Why the Panama Canal?
Panama is an isthmus, or a narrow strip of land, connecting North America to South America. As early as the 16th century, explorers and governmental leaders have been interested in the area as a waterway for ships to travel between the Atlantic Ocean and the Pacific Ocean. Instead of sailing all the way down to Cape Horn at the southern tip of South America, transiting through the Panama Canal can trim thousands of miles off of a marine voyage. Nicaragua was also considered by the U.S. as a potential waterway site, but French engineer Philippe-Jean Bunau-Varilla, who had been involved with France’s earlier attempts to construct a canal, successfully lobbied for the U.S. to focus on building a canal in Panama.
Panama canal culvert forms are seen in the foreground. In the distance, forms creating the walls of the locks are in use.
Source: Wikimedia Commons
Did you know that Richard Halliburton swam through the Panama Canal in 1928?
Halliburton paid 36 cents as a toll for his passage through the Canal. Today, approximately 13,000 – 14,000 ships travel through the Panama Canal each year. Each ship pays a toll according to its weight and cargo, providing a revenue of about $2 billion per year. Within the next ten years, the toll revenue is expected to increase to about $6 billion annually.
How does it work?
The Panama Canal uses water flowing through a series of three locks to raise and lower ships 85 feet (25.9 meters) above sea level. The water to operate the lock system originates at the Chagres River, which flows into two artificial lake – Gatun Lake and Lake Alajuela. When the ship enters the first chamber, a gate closes behind it, and water fills the chamber to the water level of the second chamber. The gate opens so the ship can continue into the second chamber, and the process repeats for the next lock system. After exiting the third chamber, the ship then enters Gatun Lake, where it proceeds to the descending lock series, and will exit into the Pacific Ocean. Each lock is 110 ft wide and 1,050 ft long. Many ships are built to maximum capacity, and are referred to as “Panamax.” Additional locks that would allow for “Post-Panamax” ships to pass through, are currently under construction.

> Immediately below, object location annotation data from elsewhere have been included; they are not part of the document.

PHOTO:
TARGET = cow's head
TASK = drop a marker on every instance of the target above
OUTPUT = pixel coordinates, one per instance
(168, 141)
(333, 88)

Crossing through the Panama Canal is a historic event for the E/V Nautilus and the Corps of Exploration. Going through the Canal will save a lot of time that would otherwise have been spent transiting around the tip of South America. This passage will enable the Nautilus to quickly cross from the Atlantic Ocean to the Pacific Ocean, and continue our exploration at the Galapagos Islands.
Ship's officer keeping an eye on clearance of between his ship and the side of the lock. Ships built to the largest current specifications have only a few feet of clearance on either side.